When I’m in love, I feel so alive, so full, so rich. In making love with this new love, I’m being asked to open my heart and body to an ever deepening experience of vulnerability and tenderness. I’m being asked to savor life through this body, and to trust that, even though being in this woman’s body feels exceedingly vulnerable, there is also a gorgeous richness and ripeness available to me precisely because I am alive in this female body.
This is the edge I’ve always felt as a woman – the edge between the possibility of living a life of deep-feeling and sensuality, the full expression of eroticism, and the vulnerability that seems to be inherent in living life in a woman’s body – a body in which we receive our lover into ourselves. I don’t know about you, but to me this edge is where aliveness happens, where the rawness of life touches me in a most human way.
I suppose it is much like a flower. When petals open to the sun, the flower shows its most tender and vulnerable places, and it is in this opening to life that we get to experience the full, rich beauty of the flower. I have a not-so-secret love affair with flowers, for just this reason. I am drawn into them because of the stark contrast between their softness and the harsh world in which they grow. They are both luminous and numinous, one of the most beautiful examples of the ephemeral nature of life here on earth.
As I deepen into my new lover, I am beginning to open, a little more willingly each day, to feeling this ephemeral experience of life, knowing that this, too, won’t last forever. Every relationship ends at some point. As I learn to trust what my lover offers me each day, I also open to the realization that I have just as much to offer to my lover and there is no point in holding back my gifts.
This is the exchange of giving and receiving that love and life are truly about. It isn’t about staying open all the time; rather it is tuning into the dance of the heart that opens and closes, into the breath that comes and goes, into the rhythms of the moon that waxes and wanes.
To open in this way, I’m having to question many of the beliefs I’ve held about the nature of exchange, the exchange inherent in giving and receiving. I’ve had deep fears that I would have to give so much away in order to receive; that receiving put me in a position of weakness; that I was a better person if I gave more than I got; that I had to earn everything I was offered; and that all some people want to do is take.
All of these beliefs cause me to see the world in a way that is distorted, and that causes me to not trust others or my own natural neediness as a human being. They caused me not to trust life, itself.
When we create and express and share this prosperity with the world through our work and love, we come into flow, the flow of eroticism in a physical world that is alive and pulsing with abundant prosperity.

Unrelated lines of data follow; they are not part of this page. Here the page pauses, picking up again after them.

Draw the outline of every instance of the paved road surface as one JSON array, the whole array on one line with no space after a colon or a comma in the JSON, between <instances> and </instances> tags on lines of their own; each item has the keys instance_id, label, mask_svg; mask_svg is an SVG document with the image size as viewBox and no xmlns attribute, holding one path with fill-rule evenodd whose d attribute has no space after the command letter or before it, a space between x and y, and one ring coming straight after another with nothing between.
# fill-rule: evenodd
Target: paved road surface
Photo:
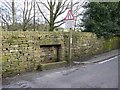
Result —
<instances>
[{"instance_id":1,"label":"paved road surface","mask_svg":"<svg viewBox=\"0 0 120 90\"><path fill-rule=\"evenodd\" d=\"M109 60L7 78L3 88L117 88L118 57Z\"/></svg>"}]
</instances>

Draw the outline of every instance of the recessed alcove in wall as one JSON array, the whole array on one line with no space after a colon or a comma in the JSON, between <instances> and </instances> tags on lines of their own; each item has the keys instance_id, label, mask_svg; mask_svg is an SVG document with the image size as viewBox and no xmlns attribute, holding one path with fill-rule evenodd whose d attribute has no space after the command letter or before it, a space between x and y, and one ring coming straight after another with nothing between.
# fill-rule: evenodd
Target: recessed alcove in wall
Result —
<instances>
[{"instance_id":1,"label":"recessed alcove in wall","mask_svg":"<svg viewBox=\"0 0 120 90\"><path fill-rule=\"evenodd\" d=\"M40 45L41 63L52 63L60 61L61 44Z\"/></svg>"}]
</instances>

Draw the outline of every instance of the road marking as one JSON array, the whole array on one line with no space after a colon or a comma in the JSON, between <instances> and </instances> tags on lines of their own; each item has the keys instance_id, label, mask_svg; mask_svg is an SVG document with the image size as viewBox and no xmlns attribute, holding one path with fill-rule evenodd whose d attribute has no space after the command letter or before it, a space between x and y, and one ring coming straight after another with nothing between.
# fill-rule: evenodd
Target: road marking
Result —
<instances>
[{"instance_id":1,"label":"road marking","mask_svg":"<svg viewBox=\"0 0 120 90\"><path fill-rule=\"evenodd\" d=\"M105 60L105 61L99 62L98 64L102 64L102 63L105 63L105 62L111 61L111 60L113 60L113 59L115 59L115 58L118 58L118 56L115 56L115 57L110 58L110 59L108 59L108 60Z\"/></svg>"}]
</instances>

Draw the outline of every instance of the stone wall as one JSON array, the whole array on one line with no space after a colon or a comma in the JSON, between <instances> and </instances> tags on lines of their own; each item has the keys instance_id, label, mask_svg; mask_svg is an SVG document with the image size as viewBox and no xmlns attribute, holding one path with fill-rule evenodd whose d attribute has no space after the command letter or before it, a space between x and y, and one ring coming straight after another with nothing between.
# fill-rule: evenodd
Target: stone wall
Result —
<instances>
[{"instance_id":1,"label":"stone wall","mask_svg":"<svg viewBox=\"0 0 120 90\"><path fill-rule=\"evenodd\" d=\"M82 60L115 49L117 45L116 37L106 41L92 33L73 32L72 60ZM3 31L2 75L16 75L34 71L41 64L69 61L68 47L68 32Z\"/></svg>"}]
</instances>

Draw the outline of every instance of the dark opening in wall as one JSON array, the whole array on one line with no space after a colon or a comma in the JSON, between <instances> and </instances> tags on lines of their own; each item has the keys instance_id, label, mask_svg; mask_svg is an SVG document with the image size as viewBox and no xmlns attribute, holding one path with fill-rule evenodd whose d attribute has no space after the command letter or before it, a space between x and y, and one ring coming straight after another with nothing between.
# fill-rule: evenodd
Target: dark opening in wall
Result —
<instances>
[{"instance_id":1,"label":"dark opening in wall","mask_svg":"<svg viewBox=\"0 0 120 90\"><path fill-rule=\"evenodd\" d=\"M60 61L61 44L40 45L40 58L42 63L51 63Z\"/></svg>"}]
</instances>

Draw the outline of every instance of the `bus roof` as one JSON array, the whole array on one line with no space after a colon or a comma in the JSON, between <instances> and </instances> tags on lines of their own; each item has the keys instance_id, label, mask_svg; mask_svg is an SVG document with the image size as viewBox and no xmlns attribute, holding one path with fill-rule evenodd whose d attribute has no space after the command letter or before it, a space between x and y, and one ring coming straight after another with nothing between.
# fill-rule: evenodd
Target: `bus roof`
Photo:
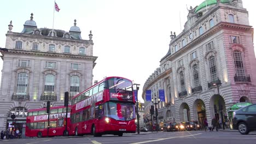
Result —
<instances>
[{"instance_id":1,"label":"bus roof","mask_svg":"<svg viewBox=\"0 0 256 144\"><path fill-rule=\"evenodd\" d=\"M79 94L75 95L75 96L74 96L73 98L72 98L72 100L75 99L75 98L78 97L78 96L79 96L81 94L83 93L84 92L85 92L86 91L88 91L88 89L90 89L90 88L94 87L94 86L96 86L97 85L99 84L99 83L101 83L101 82L102 82L103 81L105 81L108 79L110 79L111 78L113 78L113 77L120 77L120 78L121 78L121 79L126 79L126 80L128 80L130 81L132 81L131 80L127 79L127 78L125 78L125 77L121 77L121 76L108 76L108 77L106 77L105 78L104 78L104 79L102 80L101 81L97 82L96 83L94 84L94 85L90 86L90 87L85 89L85 90L84 90L84 91L79 93Z\"/></svg>"},{"instance_id":2,"label":"bus roof","mask_svg":"<svg viewBox=\"0 0 256 144\"><path fill-rule=\"evenodd\" d=\"M68 107L70 107L71 106L69 105ZM66 106L55 106L55 107L50 107L50 110L57 109L65 108L65 107L66 107ZM31 110L28 110L27 112L33 112L33 111L44 111L44 110L46 110L46 107L41 108L41 109L31 109Z\"/></svg>"}]
</instances>

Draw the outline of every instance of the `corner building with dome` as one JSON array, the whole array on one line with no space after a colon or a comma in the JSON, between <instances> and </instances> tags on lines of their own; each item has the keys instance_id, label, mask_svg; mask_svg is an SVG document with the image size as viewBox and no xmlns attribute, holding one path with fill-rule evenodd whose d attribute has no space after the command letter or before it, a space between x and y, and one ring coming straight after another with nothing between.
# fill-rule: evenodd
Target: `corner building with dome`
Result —
<instances>
[{"instance_id":1,"label":"corner building with dome","mask_svg":"<svg viewBox=\"0 0 256 144\"><path fill-rule=\"evenodd\" d=\"M211 125L214 117L225 122L235 104L256 103L254 30L242 1L207 0L188 12L184 29L171 32L167 54L143 86L149 119L146 91L154 100L164 89L165 101L157 105L160 126L197 121L203 127L205 118Z\"/></svg>"},{"instance_id":2,"label":"corner building with dome","mask_svg":"<svg viewBox=\"0 0 256 144\"><path fill-rule=\"evenodd\" d=\"M28 110L45 107L47 101L63 106L65 92L71 100L92 85L97 57L91 31L88 40L82 39L75 20L68 32L38 28L33 14L24 26L21 32L14 32L10 21L5 47L0 49L1 130L11 127L14 114L15 127L21 131Z\"/></svg>"}]
</instances>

Yes, life, itself, is my new love. Life is teaching me how to receive and in this teaching, I am learning how to give in a healthier way. This is the most erotic, sensual, sexual dance I’ve danced. Life is in a constant state of arousal, constantly in the arc of orgasm, coming into being, letting go into death.

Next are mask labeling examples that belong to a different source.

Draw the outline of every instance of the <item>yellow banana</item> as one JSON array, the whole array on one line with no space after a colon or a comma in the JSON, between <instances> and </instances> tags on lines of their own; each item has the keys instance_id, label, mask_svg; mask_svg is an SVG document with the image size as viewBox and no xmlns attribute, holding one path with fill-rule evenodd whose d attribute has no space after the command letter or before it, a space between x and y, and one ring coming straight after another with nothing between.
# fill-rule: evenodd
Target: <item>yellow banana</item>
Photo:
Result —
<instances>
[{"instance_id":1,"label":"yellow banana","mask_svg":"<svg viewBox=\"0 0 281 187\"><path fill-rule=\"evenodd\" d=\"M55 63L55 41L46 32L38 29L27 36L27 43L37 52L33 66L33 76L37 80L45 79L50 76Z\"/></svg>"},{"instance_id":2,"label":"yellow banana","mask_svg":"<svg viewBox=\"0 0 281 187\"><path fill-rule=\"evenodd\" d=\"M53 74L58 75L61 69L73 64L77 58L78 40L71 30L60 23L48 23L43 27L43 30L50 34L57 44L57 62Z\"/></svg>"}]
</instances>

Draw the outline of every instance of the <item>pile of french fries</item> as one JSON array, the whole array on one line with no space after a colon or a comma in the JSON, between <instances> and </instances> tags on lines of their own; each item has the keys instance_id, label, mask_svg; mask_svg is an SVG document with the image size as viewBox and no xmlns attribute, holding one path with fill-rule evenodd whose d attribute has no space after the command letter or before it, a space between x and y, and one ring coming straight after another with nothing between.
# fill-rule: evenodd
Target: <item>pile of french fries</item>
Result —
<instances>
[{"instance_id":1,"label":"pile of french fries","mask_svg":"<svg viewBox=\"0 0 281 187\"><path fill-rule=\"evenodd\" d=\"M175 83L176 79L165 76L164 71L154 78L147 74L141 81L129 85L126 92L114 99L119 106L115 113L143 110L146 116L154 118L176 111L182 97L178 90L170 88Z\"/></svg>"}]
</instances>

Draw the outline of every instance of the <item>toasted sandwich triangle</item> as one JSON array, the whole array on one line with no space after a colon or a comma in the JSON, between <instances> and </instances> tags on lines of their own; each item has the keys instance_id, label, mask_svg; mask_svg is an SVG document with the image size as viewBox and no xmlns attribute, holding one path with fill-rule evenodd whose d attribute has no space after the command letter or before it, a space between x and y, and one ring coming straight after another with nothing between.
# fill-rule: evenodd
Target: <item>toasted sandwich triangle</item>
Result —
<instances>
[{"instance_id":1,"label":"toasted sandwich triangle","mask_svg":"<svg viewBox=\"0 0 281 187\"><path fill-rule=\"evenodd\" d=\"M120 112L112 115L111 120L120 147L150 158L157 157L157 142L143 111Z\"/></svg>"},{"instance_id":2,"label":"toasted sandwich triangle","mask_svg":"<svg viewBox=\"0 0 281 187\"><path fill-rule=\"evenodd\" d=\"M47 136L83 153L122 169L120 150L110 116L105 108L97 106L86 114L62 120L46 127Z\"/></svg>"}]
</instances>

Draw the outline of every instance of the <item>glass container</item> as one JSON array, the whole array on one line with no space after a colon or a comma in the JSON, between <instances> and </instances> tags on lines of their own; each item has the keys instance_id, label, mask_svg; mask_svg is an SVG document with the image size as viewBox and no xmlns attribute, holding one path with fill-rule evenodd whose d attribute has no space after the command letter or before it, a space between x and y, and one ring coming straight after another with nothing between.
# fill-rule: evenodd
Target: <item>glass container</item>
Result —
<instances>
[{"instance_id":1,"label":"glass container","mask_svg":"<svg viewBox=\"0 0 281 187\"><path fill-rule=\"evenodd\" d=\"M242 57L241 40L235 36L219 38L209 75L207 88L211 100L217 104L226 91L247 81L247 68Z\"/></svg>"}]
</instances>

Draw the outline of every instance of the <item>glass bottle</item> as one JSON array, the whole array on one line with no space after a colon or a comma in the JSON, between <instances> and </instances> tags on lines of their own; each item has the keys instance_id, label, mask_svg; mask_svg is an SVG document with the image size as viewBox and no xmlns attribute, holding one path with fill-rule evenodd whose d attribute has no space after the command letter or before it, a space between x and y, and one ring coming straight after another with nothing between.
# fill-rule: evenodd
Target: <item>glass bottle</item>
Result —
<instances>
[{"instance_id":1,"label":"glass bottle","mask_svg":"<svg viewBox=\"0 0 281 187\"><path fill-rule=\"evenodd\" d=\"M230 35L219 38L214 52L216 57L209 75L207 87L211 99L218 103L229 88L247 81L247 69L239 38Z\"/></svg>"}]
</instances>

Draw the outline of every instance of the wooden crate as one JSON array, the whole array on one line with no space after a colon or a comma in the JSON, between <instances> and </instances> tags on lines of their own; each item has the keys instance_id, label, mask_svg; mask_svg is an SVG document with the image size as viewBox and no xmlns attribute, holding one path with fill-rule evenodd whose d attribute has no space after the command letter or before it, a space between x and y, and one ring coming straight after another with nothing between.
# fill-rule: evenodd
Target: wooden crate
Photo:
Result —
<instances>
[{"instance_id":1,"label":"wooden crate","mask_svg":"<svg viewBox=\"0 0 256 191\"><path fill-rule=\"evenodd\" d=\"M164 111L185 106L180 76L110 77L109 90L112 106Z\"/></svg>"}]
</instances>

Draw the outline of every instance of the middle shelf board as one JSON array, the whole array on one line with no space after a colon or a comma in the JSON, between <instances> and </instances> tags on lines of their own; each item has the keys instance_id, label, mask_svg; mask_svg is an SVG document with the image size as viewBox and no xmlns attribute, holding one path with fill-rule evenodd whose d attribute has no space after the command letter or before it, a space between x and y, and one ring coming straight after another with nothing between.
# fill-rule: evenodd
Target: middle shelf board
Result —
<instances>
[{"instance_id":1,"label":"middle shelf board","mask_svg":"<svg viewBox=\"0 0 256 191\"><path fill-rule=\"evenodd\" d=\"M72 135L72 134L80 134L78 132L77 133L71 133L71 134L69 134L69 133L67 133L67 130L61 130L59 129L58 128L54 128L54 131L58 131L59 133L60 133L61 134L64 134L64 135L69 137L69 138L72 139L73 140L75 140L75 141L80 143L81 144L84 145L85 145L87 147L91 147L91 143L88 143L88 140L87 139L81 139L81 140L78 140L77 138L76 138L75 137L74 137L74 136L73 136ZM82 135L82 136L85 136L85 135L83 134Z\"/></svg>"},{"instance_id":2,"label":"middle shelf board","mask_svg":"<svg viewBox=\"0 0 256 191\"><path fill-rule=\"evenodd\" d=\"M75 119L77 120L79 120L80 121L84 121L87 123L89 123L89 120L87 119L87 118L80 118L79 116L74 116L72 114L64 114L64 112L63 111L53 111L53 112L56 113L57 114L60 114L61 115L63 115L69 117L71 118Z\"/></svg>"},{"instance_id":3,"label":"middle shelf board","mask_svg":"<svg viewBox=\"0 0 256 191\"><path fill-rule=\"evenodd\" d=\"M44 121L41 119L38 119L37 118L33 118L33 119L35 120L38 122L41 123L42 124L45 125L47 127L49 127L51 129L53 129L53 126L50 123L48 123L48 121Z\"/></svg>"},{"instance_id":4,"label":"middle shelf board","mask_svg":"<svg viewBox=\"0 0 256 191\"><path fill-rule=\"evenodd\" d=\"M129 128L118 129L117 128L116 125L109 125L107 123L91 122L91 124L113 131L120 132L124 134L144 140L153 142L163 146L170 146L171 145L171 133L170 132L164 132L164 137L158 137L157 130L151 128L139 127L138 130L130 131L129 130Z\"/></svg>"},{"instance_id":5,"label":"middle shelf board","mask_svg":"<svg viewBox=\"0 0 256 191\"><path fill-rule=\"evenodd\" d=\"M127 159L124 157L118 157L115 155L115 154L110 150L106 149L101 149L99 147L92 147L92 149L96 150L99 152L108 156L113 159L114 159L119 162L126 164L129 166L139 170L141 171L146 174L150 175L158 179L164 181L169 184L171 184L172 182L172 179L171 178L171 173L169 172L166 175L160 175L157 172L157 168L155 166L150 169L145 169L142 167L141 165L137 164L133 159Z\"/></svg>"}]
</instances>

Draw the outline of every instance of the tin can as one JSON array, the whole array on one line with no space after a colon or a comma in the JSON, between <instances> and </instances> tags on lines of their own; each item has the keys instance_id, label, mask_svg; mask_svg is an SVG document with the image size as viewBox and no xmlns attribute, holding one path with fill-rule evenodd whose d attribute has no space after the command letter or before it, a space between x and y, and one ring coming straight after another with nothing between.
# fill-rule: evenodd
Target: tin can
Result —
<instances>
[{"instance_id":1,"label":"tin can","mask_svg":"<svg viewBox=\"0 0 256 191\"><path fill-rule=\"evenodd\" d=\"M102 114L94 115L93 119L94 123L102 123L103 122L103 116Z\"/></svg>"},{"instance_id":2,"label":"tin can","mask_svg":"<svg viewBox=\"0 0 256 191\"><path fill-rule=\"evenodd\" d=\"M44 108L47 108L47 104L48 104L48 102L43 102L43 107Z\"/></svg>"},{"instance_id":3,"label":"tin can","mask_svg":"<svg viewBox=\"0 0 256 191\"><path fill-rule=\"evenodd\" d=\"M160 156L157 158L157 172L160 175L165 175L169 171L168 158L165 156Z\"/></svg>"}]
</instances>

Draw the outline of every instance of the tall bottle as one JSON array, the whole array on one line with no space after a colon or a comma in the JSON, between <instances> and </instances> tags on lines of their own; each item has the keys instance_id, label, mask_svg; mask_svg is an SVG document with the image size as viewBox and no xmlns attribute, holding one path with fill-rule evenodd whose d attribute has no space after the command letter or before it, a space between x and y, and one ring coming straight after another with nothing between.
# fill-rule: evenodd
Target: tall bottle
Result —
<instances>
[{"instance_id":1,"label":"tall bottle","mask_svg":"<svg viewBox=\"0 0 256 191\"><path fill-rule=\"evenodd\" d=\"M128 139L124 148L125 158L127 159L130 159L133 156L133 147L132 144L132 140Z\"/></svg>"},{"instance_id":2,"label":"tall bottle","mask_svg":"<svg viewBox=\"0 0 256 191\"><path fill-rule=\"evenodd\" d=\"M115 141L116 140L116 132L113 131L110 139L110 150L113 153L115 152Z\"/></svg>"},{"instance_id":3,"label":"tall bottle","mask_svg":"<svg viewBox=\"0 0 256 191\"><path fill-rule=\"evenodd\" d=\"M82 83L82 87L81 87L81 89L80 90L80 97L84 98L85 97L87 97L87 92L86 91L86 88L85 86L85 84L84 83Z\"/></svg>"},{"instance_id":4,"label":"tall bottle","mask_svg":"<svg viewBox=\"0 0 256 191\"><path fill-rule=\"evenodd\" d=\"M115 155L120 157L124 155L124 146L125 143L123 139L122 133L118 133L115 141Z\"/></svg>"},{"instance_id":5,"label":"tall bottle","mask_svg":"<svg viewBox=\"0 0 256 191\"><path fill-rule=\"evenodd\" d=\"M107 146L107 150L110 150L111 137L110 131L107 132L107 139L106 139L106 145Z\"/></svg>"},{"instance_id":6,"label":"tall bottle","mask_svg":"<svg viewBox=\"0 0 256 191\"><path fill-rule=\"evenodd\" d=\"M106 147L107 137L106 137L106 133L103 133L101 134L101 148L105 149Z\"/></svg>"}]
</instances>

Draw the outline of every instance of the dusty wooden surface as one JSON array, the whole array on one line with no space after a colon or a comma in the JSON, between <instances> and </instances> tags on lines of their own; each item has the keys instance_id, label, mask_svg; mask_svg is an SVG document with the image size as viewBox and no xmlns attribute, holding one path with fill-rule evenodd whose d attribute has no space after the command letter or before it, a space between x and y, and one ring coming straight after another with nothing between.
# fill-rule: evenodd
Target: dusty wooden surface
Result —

Here, in this dance, I’m discovering prosperity, for what could be a more prosperous life that living the full arc of creation – both many, many times, and one big long arc of a life fully lived, fully alive?
Here, in this dance, I’m really discovering how to be fully in relationship with myself, finding the dance of the feminine and masculine with me, the giving and receiving, the pulsing out and the drawing into.
I’m not saying it is easy, nor that I do it perfectly. But I am learning to come back to the dance. To open once again. To say yes to this lover.
Can you feel it? Can you feel this arc of orgasm in your own life? This is a kind of prosperity that can never be taken away, can never be lost, can never lose its sheen in the light of your own heart and soul. The abundance of life is all around us, an abundance that lives and dies, comes and goes. None of it is ours, nor was it ever ours. We neither deserve it, nor do we not deserve it. It is life. Giving and receiving allows us to participate in this flow for as long as we are here. That, in itself, is enough.